Galway woman uses lockdown to follow her dreams

galway girl galway woman wool aran jumper sweater knit

The pandemic has posed many unexpected challenges to people across the country and every day people were – and still are – sadly losing their lives to the disease. Life as we knew it has been suspended. Temporarily, at least.

But even in what has seemed like a nightmare situation, there have been uplifting tales of people being creative in countless different ways while isolating at home.

Zara Nugent, who grew up in Oughterard and now living in Salthill, used lockdown to begin a momentous new project which has the potential to change her life.

“Granny taught me how to knit when I was eight years old and I haven’t been without a pair of needles in my hand ever since,” says Zara, who became unemployed around six months ago, just before the pandemic.

She always toyed with the idea of selling her knitwear, but questioned if anyone would buy her products with the vast array of other options already available, and she kept the dream in the pipeline.

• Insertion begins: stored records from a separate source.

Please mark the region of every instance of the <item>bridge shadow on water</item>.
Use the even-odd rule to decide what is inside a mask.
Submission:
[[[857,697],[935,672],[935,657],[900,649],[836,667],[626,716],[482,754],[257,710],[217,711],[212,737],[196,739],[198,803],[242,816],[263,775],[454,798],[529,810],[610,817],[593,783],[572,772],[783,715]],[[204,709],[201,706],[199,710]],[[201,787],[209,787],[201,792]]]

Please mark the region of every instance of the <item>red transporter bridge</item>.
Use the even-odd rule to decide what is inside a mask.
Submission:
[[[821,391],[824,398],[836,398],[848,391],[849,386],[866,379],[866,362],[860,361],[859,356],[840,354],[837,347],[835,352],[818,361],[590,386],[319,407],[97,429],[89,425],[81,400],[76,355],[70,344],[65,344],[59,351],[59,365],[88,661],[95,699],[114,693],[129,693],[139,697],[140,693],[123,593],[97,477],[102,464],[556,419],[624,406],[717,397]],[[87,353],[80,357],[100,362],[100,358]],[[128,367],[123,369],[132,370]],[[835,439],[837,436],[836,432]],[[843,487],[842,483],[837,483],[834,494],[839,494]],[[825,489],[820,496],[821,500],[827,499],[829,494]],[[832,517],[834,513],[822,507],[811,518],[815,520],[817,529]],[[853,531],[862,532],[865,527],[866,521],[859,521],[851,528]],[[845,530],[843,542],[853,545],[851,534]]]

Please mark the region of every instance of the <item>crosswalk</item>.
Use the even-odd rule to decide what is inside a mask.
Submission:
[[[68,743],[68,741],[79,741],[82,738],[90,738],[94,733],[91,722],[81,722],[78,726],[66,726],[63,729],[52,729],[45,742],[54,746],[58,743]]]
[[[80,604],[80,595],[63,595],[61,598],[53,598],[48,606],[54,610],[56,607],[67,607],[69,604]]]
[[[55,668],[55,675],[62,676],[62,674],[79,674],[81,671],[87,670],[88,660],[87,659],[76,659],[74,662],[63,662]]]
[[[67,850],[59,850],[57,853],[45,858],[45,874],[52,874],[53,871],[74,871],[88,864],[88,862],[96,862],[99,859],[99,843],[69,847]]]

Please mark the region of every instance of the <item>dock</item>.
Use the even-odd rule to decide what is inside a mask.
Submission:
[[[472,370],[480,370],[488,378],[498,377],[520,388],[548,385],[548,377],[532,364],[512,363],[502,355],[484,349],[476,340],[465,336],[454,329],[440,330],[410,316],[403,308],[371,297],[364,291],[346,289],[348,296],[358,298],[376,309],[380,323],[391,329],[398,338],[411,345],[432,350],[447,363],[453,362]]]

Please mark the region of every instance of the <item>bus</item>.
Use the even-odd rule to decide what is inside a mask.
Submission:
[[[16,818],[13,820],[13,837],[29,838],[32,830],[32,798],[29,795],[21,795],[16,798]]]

In the meantime, she carried on knitting, and gave her knits away as presents to others.

“A friend had a baby recently, her first little boy,” Zara says. She decided to knit him a little mustard and cream cardigan to grow into.

“One day, my friend said she loves the cardigan so much, it always gets so many compliments, and listed all the reasons why it was fantastic. She said I should start selling them!

“Having heard this said before, something moved me this time. Somehow, with her words in my ears, it felt like I could actually do it!”

Zara’s friend gave great words of encouragement and advice – and the Galway knitter is now ready to take the leap and take action.

Her new company, which will sell traditional knitwear, is named after Roeillaun, one of the islands on Lough Corrib. It was the name given to the house that her grandad built with his brother after he married her granny, and Zara lived there when she was younger.

But as anyone who has started a business knows, it can cost money to get started. To cover the the start up costs, Zara set up a GoFundMe page – which now has received over €2,500 in donations.

Donations will go towards purchasing a wholesale quantity of wool to create the first garments, buying labels and buttons, website costs for establishing and operating an online shop and hiring a photographer to take great images of the items, for the website, marketing and social media platforms.

“Hand knitting is part of our heritage, and so I will be carrying on our cultural legacy, an Irish designer working with Irish wool spun in County Donegal, creating a 100% Irish product in a time-honoured way,” Zara added.

“I will hand knit children’s clothes using Irish wool and continue its concept to be based on the beauty of the West of Ireland.”